Prétentions salariales : comment évaluer son juste prix ?

Vous n’êtes jamais très à l’aise en entretien d’embauche quand retentit la question « Quelles sont vos prétentions salariales » ? Prenez garde, car estimer sa valeur sur le marché est primordial pour être pris au sérieux. Ne vous laissez plus coincer sur le sujet grâce aux conseils de nos experts.

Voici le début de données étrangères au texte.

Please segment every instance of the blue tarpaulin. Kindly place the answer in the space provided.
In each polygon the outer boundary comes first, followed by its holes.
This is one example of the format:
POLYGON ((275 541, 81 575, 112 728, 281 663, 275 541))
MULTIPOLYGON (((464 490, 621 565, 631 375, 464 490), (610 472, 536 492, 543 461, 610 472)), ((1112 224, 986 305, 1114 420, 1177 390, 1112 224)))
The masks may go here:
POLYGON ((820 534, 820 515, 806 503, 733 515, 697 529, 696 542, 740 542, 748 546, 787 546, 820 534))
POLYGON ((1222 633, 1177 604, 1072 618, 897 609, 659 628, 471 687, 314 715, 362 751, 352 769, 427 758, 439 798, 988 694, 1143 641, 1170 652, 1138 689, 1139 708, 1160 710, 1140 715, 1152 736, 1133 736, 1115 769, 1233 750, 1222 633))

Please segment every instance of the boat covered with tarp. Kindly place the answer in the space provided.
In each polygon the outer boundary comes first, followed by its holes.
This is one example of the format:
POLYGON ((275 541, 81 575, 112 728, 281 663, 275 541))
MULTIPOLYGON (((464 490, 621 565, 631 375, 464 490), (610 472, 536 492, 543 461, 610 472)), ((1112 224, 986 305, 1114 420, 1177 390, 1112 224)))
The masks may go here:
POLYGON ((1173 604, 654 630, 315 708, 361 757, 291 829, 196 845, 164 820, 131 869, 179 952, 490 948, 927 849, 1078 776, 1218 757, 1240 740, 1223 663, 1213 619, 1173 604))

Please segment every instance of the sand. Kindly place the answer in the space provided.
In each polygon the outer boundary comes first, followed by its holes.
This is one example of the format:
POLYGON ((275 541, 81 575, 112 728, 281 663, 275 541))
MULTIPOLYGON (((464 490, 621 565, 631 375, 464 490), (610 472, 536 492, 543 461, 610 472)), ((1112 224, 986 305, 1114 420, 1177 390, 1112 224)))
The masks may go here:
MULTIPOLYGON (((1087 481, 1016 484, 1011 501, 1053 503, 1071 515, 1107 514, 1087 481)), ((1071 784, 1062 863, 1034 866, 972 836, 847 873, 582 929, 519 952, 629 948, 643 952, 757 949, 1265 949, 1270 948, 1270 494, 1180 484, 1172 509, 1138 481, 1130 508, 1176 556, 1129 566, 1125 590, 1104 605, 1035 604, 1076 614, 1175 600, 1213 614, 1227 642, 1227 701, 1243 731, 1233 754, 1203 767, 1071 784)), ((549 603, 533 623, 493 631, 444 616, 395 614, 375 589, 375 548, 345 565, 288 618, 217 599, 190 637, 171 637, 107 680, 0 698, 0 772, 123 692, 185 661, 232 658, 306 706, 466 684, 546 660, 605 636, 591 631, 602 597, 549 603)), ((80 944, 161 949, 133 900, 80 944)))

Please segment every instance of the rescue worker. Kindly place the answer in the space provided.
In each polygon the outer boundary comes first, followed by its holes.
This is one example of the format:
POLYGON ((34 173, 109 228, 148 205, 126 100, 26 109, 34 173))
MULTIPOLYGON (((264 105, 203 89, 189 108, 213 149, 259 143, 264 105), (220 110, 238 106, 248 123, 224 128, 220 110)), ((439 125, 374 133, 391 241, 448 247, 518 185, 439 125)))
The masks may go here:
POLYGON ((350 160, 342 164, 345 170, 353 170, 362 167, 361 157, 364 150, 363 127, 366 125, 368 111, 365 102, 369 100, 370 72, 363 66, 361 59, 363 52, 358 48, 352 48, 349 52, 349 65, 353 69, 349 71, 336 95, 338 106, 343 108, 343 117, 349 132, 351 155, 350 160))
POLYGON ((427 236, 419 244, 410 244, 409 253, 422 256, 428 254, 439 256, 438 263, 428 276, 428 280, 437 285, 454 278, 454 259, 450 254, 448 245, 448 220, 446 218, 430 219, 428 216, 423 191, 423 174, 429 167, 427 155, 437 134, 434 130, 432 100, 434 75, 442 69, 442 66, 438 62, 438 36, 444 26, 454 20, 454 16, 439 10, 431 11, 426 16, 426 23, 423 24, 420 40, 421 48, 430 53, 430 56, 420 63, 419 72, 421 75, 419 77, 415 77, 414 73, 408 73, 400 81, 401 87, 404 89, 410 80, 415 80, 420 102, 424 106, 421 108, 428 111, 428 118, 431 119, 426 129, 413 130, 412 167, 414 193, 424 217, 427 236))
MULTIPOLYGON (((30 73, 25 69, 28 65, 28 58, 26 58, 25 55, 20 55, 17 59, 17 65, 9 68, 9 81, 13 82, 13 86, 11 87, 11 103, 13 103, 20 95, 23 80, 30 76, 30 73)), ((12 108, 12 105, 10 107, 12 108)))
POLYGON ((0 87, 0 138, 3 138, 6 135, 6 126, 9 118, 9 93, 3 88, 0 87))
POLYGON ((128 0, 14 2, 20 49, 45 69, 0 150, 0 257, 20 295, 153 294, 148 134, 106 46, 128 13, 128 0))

Les prétentions salariales : un enjeu de taille


Il est rare que les recruteurs ne posent pas la question des prétentions salariales. « J’ai l’habitude de l’aborder en toute fin d’entretien, après avoir échangé sur le projet professionnel du candidat », explique Paul Blanvillain, consultant au sein du cabinet Taylor Made Recrutement.
Si certains répondent avec précision, d’autres sont beaucoup plus évasifs. « Les jeunes candidats sèchent souvent sur cette question. Nous sommes tolérants avec les profils techniques ou créatifs, moins avec les commerciaux. Dans ce cas, ce n’est plus une simple erreur, mais une faute. »
Un candidat qui n’a aucune idée de sa valeur sur le marché de l’emploi part en effet avec un handicap. « Cela dénote un manque de maturité et de professionnalisme », confirme Jean-François Roquet, directeur général associé du cabinet FSC.
 

Basez-vous sur des indicateurs fiables


Plutôt que de rester vague face à cette question, le mieux reste de s’y préparer en croisant les différentes études de salaires. Elles sont disponibles dans la presse, sur les sites des cabinets de recrutement mais aussi auprès de votre ancien établissement scolaire. « Les écoles de commerce ou d’ingénieurs ainsi que les universités réalisent des grilles de rémunération fiables à partir des salaires de ses anciens étudiants », explique Paul Blanvillain.
Attention à vérifier quelles composantes de rémunération ces études prennent en compte. « Dans une grande entreprise, un package global comprend généralement une partie fixe sur 12 ou 13 mois, voire plus, et une partie variable pour les fonctions commerciales. Cette rémunération peut être complétée par un intéressement, une participation, un plan d’épargne d’entreprise ainsi que d’autres avantages comme un véhicule », rappelle Jérôme Fourmentin, consultant au sein du cabinet Labeille Conseil.
Les sites emploi, les forums et les réseaux sociaux sont également des sources sérieuses auxquelles vous pouvez vous référer. Tout comme les sites carrières des sociétés qui « permettent aux candidats de comparer leur profil avec ceux qu’emploie l’entreprise », glisse Jean-François Roquet.
 

Un montant réaliste et justifié


En donnant au recruteur un montant trop élevé durant l’entretien, vous risquez de l’échauder. En annonçant une somme inférieure à ce qu’il avait prévu, vous pouvez renvoyer l’image d’un candidat qui ne mesure pas les enjeux du poste.
Plutôt que d’arriver en entretien avec un chiffre précis, préférez indiquer une fourchette de rémunération serrée. « En moyenne, il doit y avoir 10 à 15 % entre le montant le plus bas et le plus haut », explique Paul Blanvillain. Une fourchette à évaluer en fonction du niveau de responsabilités du poste, de la taille de l’entreprise mais aussi de sa localisation géographique. Le coût de la vie n’étant pas le même à Paris qu’en province.
Pour éviter de donner des montants irréalistes, essayez également de déterminer comment se positionne votre candidature parmi celles de vos concurrents. Le marché de l’emploi étant régi par la loi de l’offre et de la demande. « Un candidat qui sort d’une école de catégorie A ou B ne pourra pas forcément obtenir un salaire de référence, et ce même s’il existe des grilles. Il faut qu’il prenne en compte le marché avec ses tensions et ses opportunités », note Jérôme Fourmentin.
 

Quelle est votre marge de manœuvre ?


Votre fourchette de rémunération ne convient pas au recruteur ? « Il est inutile de s’arc-bouter sur un montant, prévient Jean-François Roquet. Lorsqu’on est débutant le prix auquel on négocie son service n’est pas fondamental. Ce qui l’est, c’est d’avoir une expérience professionnelle. »
Plutôt que de refuser en bloc les propositions salariales du recruteur, le mieux est de faire preuve de souplesse, sans se brader pour autant. Et pour cause : « il sera ensuite difficile, pour le candidat, de rattraper son écart de salaire au cours de sa carrière », assure Paul Blanvillain.
Sachez que certaines spécialités ou compétences peuvent vous permettre de prétendre à plus. « La maîtrise totale d’une ou de plusieurs langues étrangères comme l’allemand, le chinois, l’italien est une valeur ajoutée qui peut faciliter la négociation », avance le consultant de Labeille Conseil. De même, une connaissance pointue d’un domaine technique, d’un logiciel ou d’un secteur d’activité peut également influencer le niveau de rémunération.